Alors que des races d'animaux d'élevage sont menacées d'extinction, un plan d'action mondial pour les ressources génétiques animales a été adopté hier par plus de 100 pays, annonce aujourd'hui l'Organisation des Nations Unies pour l'alimentation et l'agriculture (FAO).
« L'adoption d'un plan d'action mondial n'est pas une fin en soi », a déclaré José María Sumpsi, Sous-directeur général de la FAO, dans un communiqué publié aujourd'hui à Rome. « Il faut maintenant penser à sa mise en ?uvre. Les gouvernements doivent faire preuve de détermination au plan politique et trouver les ressources au plan financier », a-t-il ajouté.
Selon le récent rapport de la FAO 'L'état des ressources zoogénétiques pour l'alimentation et l'agriculture´, une race domestique a disparu tous les mois au cours des sept dernières années et environ 20% des races d'animaux d'élevage sont menacées d'extinction. Il s'agit de la première évaluation faisant autorité sur la question à partir des informations en provenance de 169 pays.
Le plan, qui s'inspire des conclusions du rapport, a été adopté lors de la première Conférence technique internationale sur les ressources zoogénétiques qui s'est conclu hier à Interlaken, en Suisse. Il vise à stopper l'érosion de la diversité des animaux d'élevage et à soutenir l'utilisation durable, la mise en valeur et la conservation des ressources zoogénétiques.
Pour José María Sumpsi, des efforts soutenus seront nécessaires aux niveaux national et international. « Le succès repose sur une coopération clairvoyante entre les nombreuses parties prenantes : gouvernements, organisations internationales, communauté scientifique, bailleurs de fonds, organisations de la société civile et secteur privé ont tous un rôle à remplir », a-t-il expliqué.
Le plan identifie quatre domaines stratégiques prioritaires : caractérisation, inventaire et surveillance des tendances et des risques; utilisation durable et mise en valeur; conservation; politiques, institutions et renforcement des capacités.

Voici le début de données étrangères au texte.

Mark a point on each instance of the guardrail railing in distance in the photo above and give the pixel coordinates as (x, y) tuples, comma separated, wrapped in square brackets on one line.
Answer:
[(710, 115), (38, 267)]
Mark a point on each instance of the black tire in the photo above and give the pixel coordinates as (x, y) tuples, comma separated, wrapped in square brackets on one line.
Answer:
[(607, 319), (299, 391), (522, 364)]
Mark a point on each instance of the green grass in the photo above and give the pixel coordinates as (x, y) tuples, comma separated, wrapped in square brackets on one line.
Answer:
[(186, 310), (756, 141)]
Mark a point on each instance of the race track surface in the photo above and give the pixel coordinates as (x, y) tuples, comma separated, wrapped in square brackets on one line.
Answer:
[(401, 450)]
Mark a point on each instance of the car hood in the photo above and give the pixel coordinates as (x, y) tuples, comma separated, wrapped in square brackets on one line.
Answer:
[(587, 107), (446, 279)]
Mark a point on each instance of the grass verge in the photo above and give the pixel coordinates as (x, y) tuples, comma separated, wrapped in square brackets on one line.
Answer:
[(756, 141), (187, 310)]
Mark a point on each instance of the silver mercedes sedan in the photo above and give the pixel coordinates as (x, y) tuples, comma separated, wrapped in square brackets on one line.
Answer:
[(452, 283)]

Afin de permettre son application dans les pays en développement et les pays en transition, le plan recommande l'apport d'une assistance technique. Mais la « fourniture effective de ressources financières » sera également nécessaire, souligne José María Sumpsi, pour que les pays en développement puissent honorer les engagements pris.
Lors des négociations à Interlaken, un accord a été conclu sur la mise en oeuvre et le financement du plan aux niveaux international, régional et national.